O homem com uma câmera

título original (ano)
Khers Nist (2022)
país
Irã
gênero
Drama
duração
106 minutos
direção
Jafar Panahi
elenco
Jafar Panahi, Naser Hashemi, Vahid Mobasheri, Bakhtiyar Panjeei, Mina Kavani, Narges Delaram, Reza Heydari, Javad Siyahi, Yousef Souleymani, Amir Davari, Darya Alei, Rahim Abbasi
visto em
Cinemas

A sinopse oficial apresenta Sem Ursos como uma obra sobre “duas histórias de amor paralelas” enfrentando “obstáculos inevitáveis, as forças da superstição e as mecânicas do poder”. Talvez estes elementos estejam presentes, de fato, ao longo da obra. No entanto, estão distantes de constituir o foco do diretor Jafar Panahi, seja como tema ou como discurso.
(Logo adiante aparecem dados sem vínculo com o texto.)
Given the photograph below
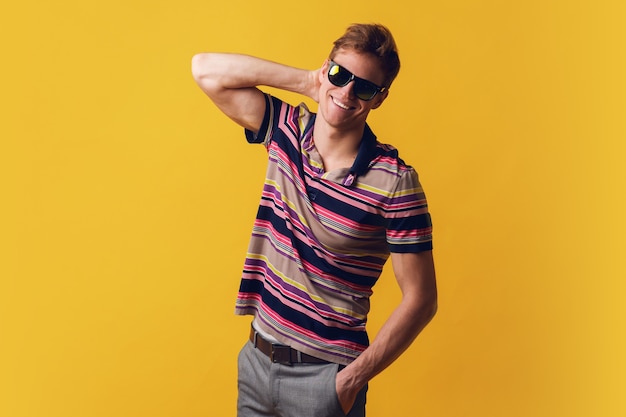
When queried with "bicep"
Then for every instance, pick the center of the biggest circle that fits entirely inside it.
(415, 273)
(244, 105)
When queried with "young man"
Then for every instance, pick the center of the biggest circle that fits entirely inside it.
(336, 203)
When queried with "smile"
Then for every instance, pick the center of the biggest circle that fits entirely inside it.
(343, 106)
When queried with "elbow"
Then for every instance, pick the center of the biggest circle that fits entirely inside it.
(198, 67)
(428, 307)
(201, 70)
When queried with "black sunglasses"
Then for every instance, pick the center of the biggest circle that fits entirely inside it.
(363, 89)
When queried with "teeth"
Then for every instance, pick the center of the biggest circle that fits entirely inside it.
(343, 106)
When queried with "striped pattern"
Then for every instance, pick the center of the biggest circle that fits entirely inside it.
(320, 239)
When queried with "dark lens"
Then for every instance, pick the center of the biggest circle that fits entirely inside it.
(364, 89)
(339, 76)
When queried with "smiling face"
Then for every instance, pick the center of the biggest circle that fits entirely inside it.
(338, 106)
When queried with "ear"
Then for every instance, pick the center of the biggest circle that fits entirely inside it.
(322, 72)
(378, 100)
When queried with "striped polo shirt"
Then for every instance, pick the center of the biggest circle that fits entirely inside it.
(320, 239)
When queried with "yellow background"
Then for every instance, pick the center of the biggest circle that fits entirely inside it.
(127, 200)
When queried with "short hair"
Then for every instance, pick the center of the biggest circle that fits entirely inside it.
(373, 39)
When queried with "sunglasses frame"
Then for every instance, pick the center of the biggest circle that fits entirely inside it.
(357, 81)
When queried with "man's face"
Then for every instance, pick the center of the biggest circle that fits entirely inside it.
(339, 106)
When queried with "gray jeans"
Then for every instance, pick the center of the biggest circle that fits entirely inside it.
(269, 389)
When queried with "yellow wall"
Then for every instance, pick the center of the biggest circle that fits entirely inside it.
(124, 223)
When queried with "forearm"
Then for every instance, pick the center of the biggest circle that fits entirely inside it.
(215, 71)
(394, 337)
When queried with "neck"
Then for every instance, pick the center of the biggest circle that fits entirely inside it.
(337, 148)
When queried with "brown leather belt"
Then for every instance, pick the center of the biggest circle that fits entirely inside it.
(280, 353)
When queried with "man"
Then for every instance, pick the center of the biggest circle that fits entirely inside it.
(336, 203)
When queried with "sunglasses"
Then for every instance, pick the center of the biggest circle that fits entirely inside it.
(363, 89)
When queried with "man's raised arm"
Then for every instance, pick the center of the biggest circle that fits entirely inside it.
(231, 80)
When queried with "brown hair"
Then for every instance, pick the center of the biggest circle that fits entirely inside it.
(373, 39)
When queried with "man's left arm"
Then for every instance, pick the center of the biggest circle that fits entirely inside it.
(415, 273)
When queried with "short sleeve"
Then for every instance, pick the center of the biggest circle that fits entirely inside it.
(409, 227)
(265, 132)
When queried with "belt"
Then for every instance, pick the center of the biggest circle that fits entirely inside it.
(280, 353)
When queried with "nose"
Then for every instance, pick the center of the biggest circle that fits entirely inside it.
(348, 89)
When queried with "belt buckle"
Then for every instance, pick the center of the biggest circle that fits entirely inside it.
(280, 354)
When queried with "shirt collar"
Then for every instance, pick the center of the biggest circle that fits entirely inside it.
(367, 152)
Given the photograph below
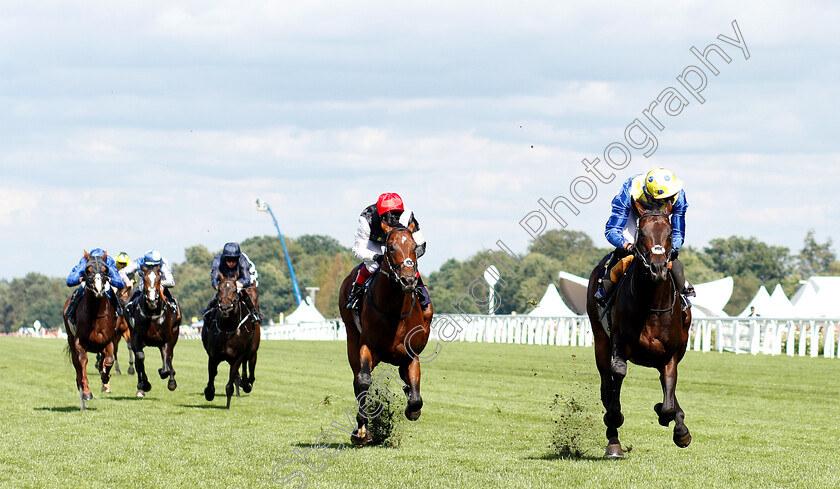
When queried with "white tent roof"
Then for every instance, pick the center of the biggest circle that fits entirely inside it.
(573, 291)
(305, 313)
(712, 297)
(551, 304)
(761, 302)
(781, 305)
(818, 298)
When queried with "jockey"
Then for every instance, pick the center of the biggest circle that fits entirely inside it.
(659, 187)
(150, 259)
(75, 278)
(370, 239)
(227, 263)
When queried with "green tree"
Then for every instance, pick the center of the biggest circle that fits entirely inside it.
(815, 258)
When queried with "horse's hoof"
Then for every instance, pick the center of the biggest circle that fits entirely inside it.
(683, 441)
(360, 437)
(614, 451)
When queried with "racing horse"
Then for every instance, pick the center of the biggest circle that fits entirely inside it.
(123, 332)
(391, 326)
(231, 334)
(156, 323)
(647, 327)
(96, 326)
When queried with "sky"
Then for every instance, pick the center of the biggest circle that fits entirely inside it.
(138, 125)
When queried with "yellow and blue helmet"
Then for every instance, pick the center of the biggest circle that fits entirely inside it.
(661, 184)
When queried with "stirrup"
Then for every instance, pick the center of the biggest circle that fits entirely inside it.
(685, 302)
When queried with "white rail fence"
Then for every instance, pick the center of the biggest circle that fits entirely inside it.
(802, 337)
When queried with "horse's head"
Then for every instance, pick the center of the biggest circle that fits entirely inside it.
(152, 288)
(653, 240)
(228, 294)
(96, 276)
(400, 258)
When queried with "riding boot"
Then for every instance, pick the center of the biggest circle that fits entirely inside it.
(423, 295)
(116, 304)
(353, 301)
(70, 312)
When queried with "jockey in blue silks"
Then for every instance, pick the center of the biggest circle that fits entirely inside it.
(233, 261)
(167, 279)
(75, 278)
(658, 188)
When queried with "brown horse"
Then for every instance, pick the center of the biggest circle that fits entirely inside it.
(96, 326)
(648, 327)
(156, 323)
(230, 334)
(391, 326)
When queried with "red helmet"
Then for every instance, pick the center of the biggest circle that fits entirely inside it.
(388, 202)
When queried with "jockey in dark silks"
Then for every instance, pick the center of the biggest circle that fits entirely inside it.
(370, 238)
(659, 188)
(75, 278)
(227, 263)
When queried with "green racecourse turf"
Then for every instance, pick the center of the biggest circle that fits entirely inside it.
(757, 421)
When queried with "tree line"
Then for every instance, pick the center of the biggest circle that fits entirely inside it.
(321, 261)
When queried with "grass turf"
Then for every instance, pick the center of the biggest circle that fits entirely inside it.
(488, 421)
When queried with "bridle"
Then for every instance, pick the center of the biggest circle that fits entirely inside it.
(656, 249)
(393, 271)
(97, 264)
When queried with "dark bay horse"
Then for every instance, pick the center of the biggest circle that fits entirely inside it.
(230, 334)
(96, 322)
(156, 323)
(648, 327)
(391, 327)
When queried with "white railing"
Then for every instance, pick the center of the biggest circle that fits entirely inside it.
(531, 330)
(772, 336)
(331, 329)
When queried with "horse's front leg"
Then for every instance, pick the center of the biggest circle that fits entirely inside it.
(143, 384)
(613, 379)
(212, 370)
(166, 353)
(79, 357)
(411, 376)
(233, 379)
(669, 409)
(361, 387)
(108, 359)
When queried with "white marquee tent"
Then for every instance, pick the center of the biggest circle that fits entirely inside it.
(552, 304)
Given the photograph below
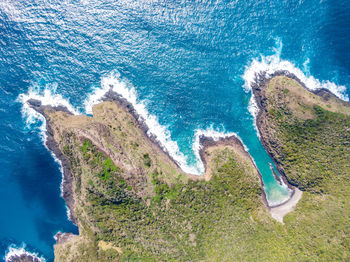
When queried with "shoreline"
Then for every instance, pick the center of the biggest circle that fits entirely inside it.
(204, 141)
(258, 93)
(67, 177)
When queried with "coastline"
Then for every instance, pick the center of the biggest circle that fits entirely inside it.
(67, 177)
(204, 141)
(258, 93)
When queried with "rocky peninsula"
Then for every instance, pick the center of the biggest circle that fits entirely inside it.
(131, 201)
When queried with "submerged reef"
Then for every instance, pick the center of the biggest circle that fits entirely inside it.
(131, 201)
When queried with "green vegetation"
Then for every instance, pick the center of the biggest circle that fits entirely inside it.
(134, 205)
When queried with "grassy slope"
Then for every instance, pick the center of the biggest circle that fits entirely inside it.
(142, 208)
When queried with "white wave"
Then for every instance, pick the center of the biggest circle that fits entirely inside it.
(155, 129)
(215, 135)
(273, 63)
(16, 251)
(114, 82)
(48, 96)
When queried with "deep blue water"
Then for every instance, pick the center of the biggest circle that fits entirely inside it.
(185, 59)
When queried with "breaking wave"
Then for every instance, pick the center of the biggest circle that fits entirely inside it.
(273, 63)
(114, 82)
(14, 252)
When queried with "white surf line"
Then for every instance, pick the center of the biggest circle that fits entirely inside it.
(160, 132)
(210, 133)
(14, 251)
(272, 64)
(33, 118)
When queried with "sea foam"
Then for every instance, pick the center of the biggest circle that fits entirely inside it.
(269, 65)
(14, 251)
(160, 132)
(33, 119)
Os ganchos amorosos devem ter se tornado a saída mais fácil aos distribuidores do mundo inteiro para uma obra que investiga, em primeiro lugar, os poderes e os perigos da imagem.
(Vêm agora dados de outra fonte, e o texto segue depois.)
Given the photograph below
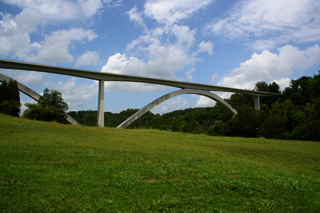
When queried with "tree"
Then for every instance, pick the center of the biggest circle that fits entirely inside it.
(51, 107)
(10, 98)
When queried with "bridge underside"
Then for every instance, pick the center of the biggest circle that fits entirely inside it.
(165, 97)
(186, 87)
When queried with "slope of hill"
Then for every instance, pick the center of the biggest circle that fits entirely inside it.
(47, 167)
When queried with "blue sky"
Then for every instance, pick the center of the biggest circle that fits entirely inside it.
(234, 43)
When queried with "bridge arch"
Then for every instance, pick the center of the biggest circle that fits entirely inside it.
(34, 95)
(170, 95)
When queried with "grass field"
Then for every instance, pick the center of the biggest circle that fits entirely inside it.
(49, 167)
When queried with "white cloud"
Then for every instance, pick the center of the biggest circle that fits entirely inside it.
(170, 105)
(90, 7)
(120, 64)
(271, 21)
(16, 31)
(269, 66)
(135, 16)
(169, 12)
(55, 47)
(189, 74)
(75, 94)
(88, 58)
(206, 47)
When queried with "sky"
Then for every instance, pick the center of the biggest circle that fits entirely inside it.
(234, 43)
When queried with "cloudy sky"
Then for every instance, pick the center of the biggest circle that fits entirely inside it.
(234, 43)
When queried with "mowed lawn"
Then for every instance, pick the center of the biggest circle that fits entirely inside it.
(49, 167)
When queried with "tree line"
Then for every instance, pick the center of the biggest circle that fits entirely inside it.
(293, 115)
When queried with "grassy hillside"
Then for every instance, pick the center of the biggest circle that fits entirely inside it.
(57, 168)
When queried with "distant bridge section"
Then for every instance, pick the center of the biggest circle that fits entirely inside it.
(101, 77)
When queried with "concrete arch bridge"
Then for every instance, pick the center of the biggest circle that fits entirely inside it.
(185, 87)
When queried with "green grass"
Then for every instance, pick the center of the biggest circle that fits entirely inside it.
(48, 167)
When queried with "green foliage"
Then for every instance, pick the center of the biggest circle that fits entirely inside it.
(10, 98)
(51, 107)
(49, 167)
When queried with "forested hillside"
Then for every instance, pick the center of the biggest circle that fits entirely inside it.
(295, 114)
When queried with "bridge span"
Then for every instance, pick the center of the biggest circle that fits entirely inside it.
(192, 88)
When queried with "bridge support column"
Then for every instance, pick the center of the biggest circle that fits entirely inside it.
(100, 120)
(257, 102)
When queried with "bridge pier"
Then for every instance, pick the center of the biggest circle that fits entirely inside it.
(257, 102)
(100, 120)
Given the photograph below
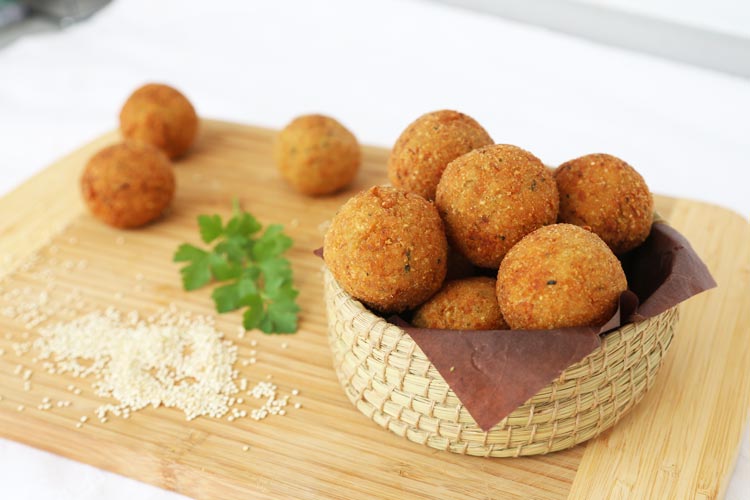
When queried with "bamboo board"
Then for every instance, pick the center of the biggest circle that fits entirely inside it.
(680, 441)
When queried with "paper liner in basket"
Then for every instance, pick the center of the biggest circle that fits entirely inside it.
(493, 372)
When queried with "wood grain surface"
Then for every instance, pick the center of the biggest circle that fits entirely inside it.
(681, 441)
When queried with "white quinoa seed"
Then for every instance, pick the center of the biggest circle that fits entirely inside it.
(146, 363)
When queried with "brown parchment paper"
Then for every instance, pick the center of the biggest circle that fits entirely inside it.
(493, 372)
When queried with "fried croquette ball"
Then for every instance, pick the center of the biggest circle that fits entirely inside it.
(459, 267)
(317, 155)
(428, 144)
(606, 194)
(128, 185)
(387, 248)
(559, 276)
(467, 304)
(492, 197)
(160, 115)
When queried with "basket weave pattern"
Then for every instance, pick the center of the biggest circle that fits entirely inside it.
(389, 379)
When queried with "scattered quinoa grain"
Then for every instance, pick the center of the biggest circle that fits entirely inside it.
(140, 364)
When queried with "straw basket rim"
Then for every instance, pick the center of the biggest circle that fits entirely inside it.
(388, 378)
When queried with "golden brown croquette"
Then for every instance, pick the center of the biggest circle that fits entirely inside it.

Para tal, o cineasta parte de sua condição real no Irã. Condenado pelo governo, e libertado em prisão domiciliar, ele foi proibido de deixar o país e de filmar, em virtude de suas obras questionadoras à política local. Isso não o impediu de realizar projetos clandestinos, explorando criativamente a restrição de movimentos, a exemplo de Isto Não É um Filme (2011), Cortinas Fechadas (2013), Táxi Teerã (2015) e Três Faces (2018). Ironicamente, cerceado e impedido de exercer as atividades artísticas, realizou algumas de suas obras mais potentes e críticas aos seus algozes.

Agora, pela primeira vez, Panahi se coloca em cena na posição de estrangeiro dentro do próprio país. O diretor vinha representando o povo iraniano e a classe artística em suas iniciativas recentes, mas decide estabelecer um confronto de classes, gêneros e regiões. Na nova trama, ele se muda temporariamente para um pequeno vilarejo na fronteira com a Turquia, pois sua equipe está filmando um novo longa-metragem, fictício, no país vizinho. Assim, sente-se próximo da equipe, embora dirija as cenas pelo computador.
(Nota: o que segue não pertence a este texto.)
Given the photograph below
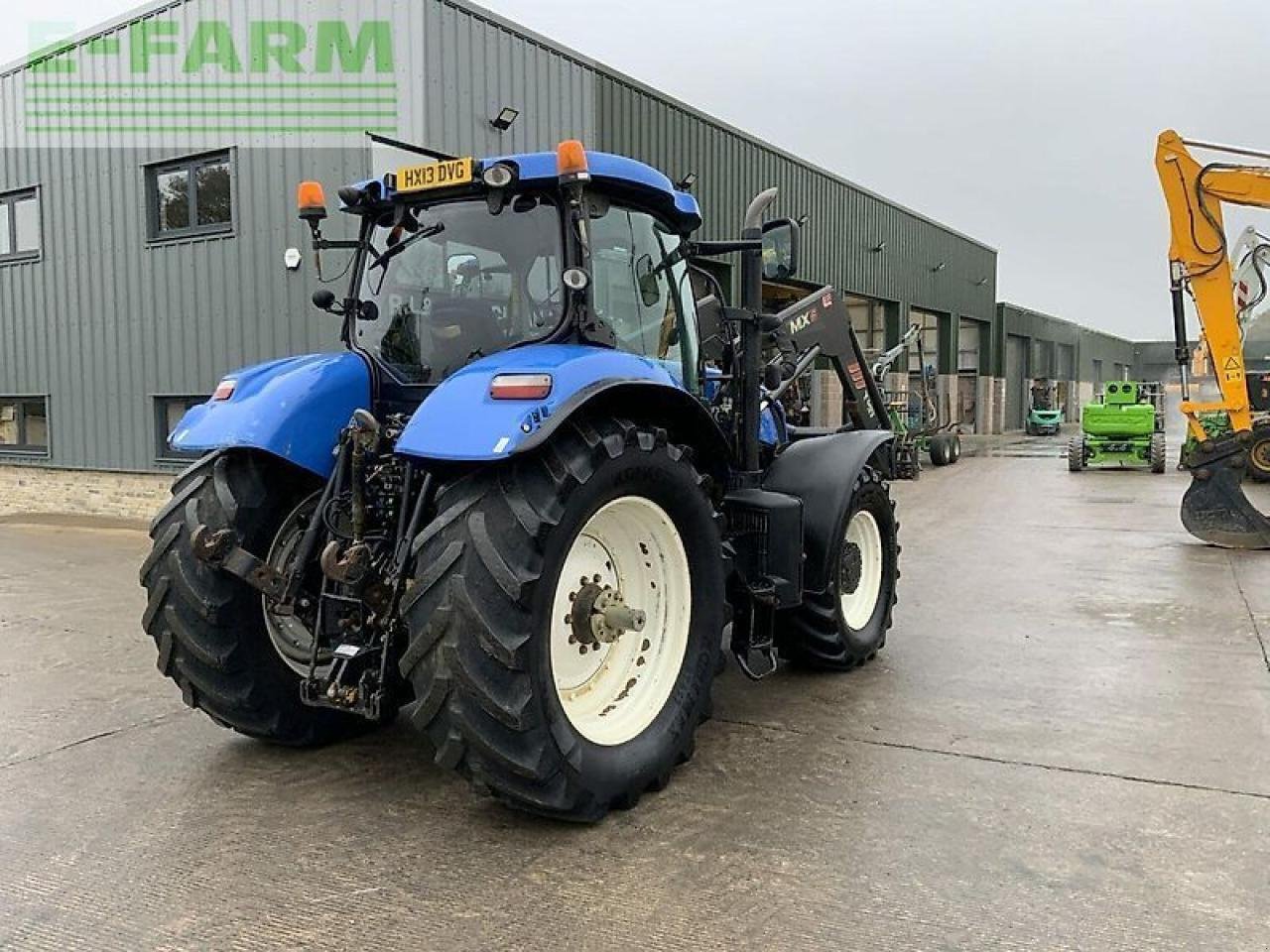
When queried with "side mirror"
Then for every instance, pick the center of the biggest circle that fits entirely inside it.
(462, 271)
(649, 289)
(780, 249)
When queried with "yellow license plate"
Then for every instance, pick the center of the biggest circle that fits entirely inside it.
(421, 178)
No entanto, o diretor possui plena consciência de representar uma elite financeira e cultural. Ele provoca um misto de admiração e repúdio no local pouco acostumado a turistas. Pelo carro luxuoso, por vir do Teerã e constituir um nome reconhecido nacionalmente, recebe um tratamento de criador privilegiado e excêntrico. Tenta impor sua visão de mundo cosmopolita, apenas para compreender o peso das tradições e do conservadorismo vigente no campo. Sua riqueza, seu conhecimento e a visão progressista dos relacionamentos provocam uma mistura de sedução e ameaça ao povo fechado sobre si próprio.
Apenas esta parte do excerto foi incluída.